08 October

Change

"...A million dead-end streets.  And every time I thought I'd got it made, it seemed the taste was not so sweet  ...I watch the ripples change their size, but never leave the stream of warm impermanence" -Bowie

"If the businessmen drink my blood, like the kids in art school said they would,
 then I guess I'll just begin again" -Arcade Fire

If you're anything like me, you have a taste for adventure, but mostly you want things to stay the same, but with small, trivial changes.

 Not by my, or our family's choice, things in our lives together are changing.  I don't mean that to sound mysterious.  My father-in-law died.  Simple, blunt, shocking, and abrupt as that.  He checked into the hospital on his own two feet, and the next day, he was dead.  Details aren't enlightening or important.  If I may indulge in just a moment of navel gazing, though, I've spent the last few years worried about frontal attack (Kathy's BC) and from nowhere, my father in law is gone.  I've built a thick brick wall, and someone left the back door open.
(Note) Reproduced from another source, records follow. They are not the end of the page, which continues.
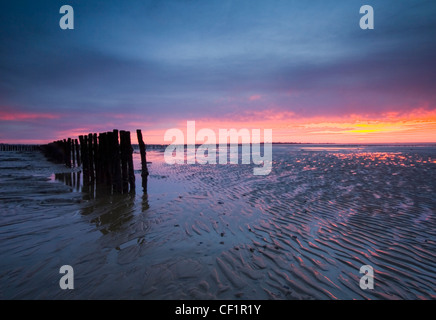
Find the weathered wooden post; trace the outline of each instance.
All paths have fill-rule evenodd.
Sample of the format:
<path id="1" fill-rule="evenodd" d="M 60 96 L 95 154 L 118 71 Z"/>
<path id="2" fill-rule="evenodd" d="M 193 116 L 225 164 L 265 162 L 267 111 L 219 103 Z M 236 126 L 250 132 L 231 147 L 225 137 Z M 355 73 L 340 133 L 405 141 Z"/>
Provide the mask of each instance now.
<path id="1" fill-rule="evenodd" d="M 106 145 L 108 147 L 107 149 L 107 166 L 108 166 L 108 173 L 110 176 L 110 180 L 108 181 L 109 188 L 115 192 L 116 191 L 116 185 L 117 185 L 117 177 L 115 175 L 115 172 L 117 171 L 117 168 L 115 166 L 114 157 L 116 153 L 116 146 L 115 146 L 115 139 L 118 139 L 118 135 L 115 138 L 115 134 L 113 131 L 106 132 Z"/>
<path id="2" fill-rule="evenodd" d="M 94 181 L 94 155 L 93 155 L 93 147 L 92 147 L 92 133 L 88 134 L 88 166 L 89 166 L 89 175 L 91 177 L 91 181 Z"/>
<path id="3" fill-rule="evenodd" d="M 141 177 L 142 177 L 142 189 L 147 193 L 147 180 L 148 180 L 148 168 L 147 168 L 147 156 L 145 143 L 142 140 L 142 132 L 140 129 L 136 130 L 138 136 L 139 152 L 141 154 Z"/>
<path id="4" fill-rule="evenodd" d="M 71 146 L 71 160 L 73 161 L 73 167 L 76 166 L 76 153 L 74 152 L 74 139 L 68 139 L 70 140 L 70 146 Z"/>
<path id="5" fill-rule="evenodd" d="M 114 172 L 114 181 L 113 188 L 114 192 L 121 193 L 122 192 L 122 179 L 121 179 L 121 161 L 120 161 L 120 144 L 118 142 L 118 130 L 114 129 L 112 131 L 112 147 L 113 147 L 113 172 Z"/>
<path id="6" fill-rule="evenodd" d="M 67 165 L 67 150 L 65 148 L 66 144 L 67 144 L 66 139 L 60 140 L 60 145 L 61 145 L 61 150 L 62 150 L 62 163 L 64 163 L 65 165 Z"/>
<path id="7" fill-rule="evenodd" d="M 71 138 L 64 139 L 65 144 L 65 164 L 68 168 L 71 168 Z"/>
<path id="8" fill-rule="evenodd" d="M 82 135 L 79 136 L 80 141 L 80 162 L 82 170 L 85 171 L 85 139 Z"/>
<path id="9" fill-rule="evenodd" d="M 98 172 L 100 170 L 100 166 L 99 166 L 99 157 L 98 157 L 98 143 L 97 143 L 97 134 L 94 133 L 92 135 L 92 139 L 93 139 L 93 153 L 94 153 L 94 169 L 95 169 L 95 177 L 96 180 L 98 180 Z"/>
<path id="10" fill-rule="evenodd" d="M 127 193 L 129 190 L 129 176 L 127 169 L 127 141 L 126 131 L 120 131 L 120 151 L 121 151 L 121 177 L 122 177 L 122 189 L 123 193 Z"/>
<path id="11" fill-rule="evenodd" d="M 87 187 L 89 182 L 89 158 L 88 158 L 88 136 L 79 136 L 82 151 L 83 186 Z"/>
<path id="12" fill-rule="evenodd" d="M 112 165 L 111 162 L 109 161 L 111 150 L 110 150 L 110 143 L 109 143 L 109 135 L 107 132 L 103 134 L 103 138 L 104 138 L 103 162 L 105 166 L 105 183 L 107 185 L 112 185 Z"/>
<path id="13" fill-rule="evenodd" d="M 74 139 L 74 145 L 76 147 L 76 160 L 77 160 L 77 166 L 80 167 L 80 151 L 79 151 L 79 142 L 77 139 Z"/>
<path id="14" fill-rule="evenodd" d="M 126 131 L 126 151 L 127 151 L 127 163 L 129 165 L 129 184 L 130 191 L 135 190 L 135 169 L 133 168 L 133 147 L 130 139 L 130 131 Z"/>
<path id="15" fill-rule="evenodd" d="M 97 181 L 99 183 L 106 182 L 106 163 L 105 163 L 105 138 L 104 133 L 98 134 L 98 159 L 99 159 L 99 171 L 97 175 Z"/>

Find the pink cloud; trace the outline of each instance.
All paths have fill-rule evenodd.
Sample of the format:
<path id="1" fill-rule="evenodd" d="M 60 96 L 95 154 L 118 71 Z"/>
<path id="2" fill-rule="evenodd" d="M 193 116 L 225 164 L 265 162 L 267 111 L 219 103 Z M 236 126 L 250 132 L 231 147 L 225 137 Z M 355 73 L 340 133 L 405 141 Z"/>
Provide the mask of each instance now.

Now the wonderful work he did of taking care of Mary, my mother in law, who is quite dear to me, falls to Kathy and her siblings, and we have agreed to move in with Mary so that she can stay in her home.  There's some positives and some negatives, but both are immaterial it is so obviously the correct thing to do.

Nevertheless, change is afoot.  Change for Lucy, who's only gone to one school, ever, and had her closest friend in nearly every class with her.  Changes for Kathy who will likely do more taking care of her mother than I will.  Not such dramatic changes for me, just a different (and let's be frank, NICER) home to return to after work.  Closer, more accessible bike trails.  The highway's nearer.  All major positives as far as I'm concerned.

But (cue Garth in Wayne's World) I fear change.  I don't like to adapt. And Lucy hates transitions.  So there's that.

More to come.  I mean, moron this later.

1 comment:

  1. Sorry to hear about Kathy's dad. It's a very sad and surreal blow to have someone you live die suddenly. A loss of a parent I think is very jarring. We are prepared for grandparents but not parents. Glad you can be there for Kathy's mom!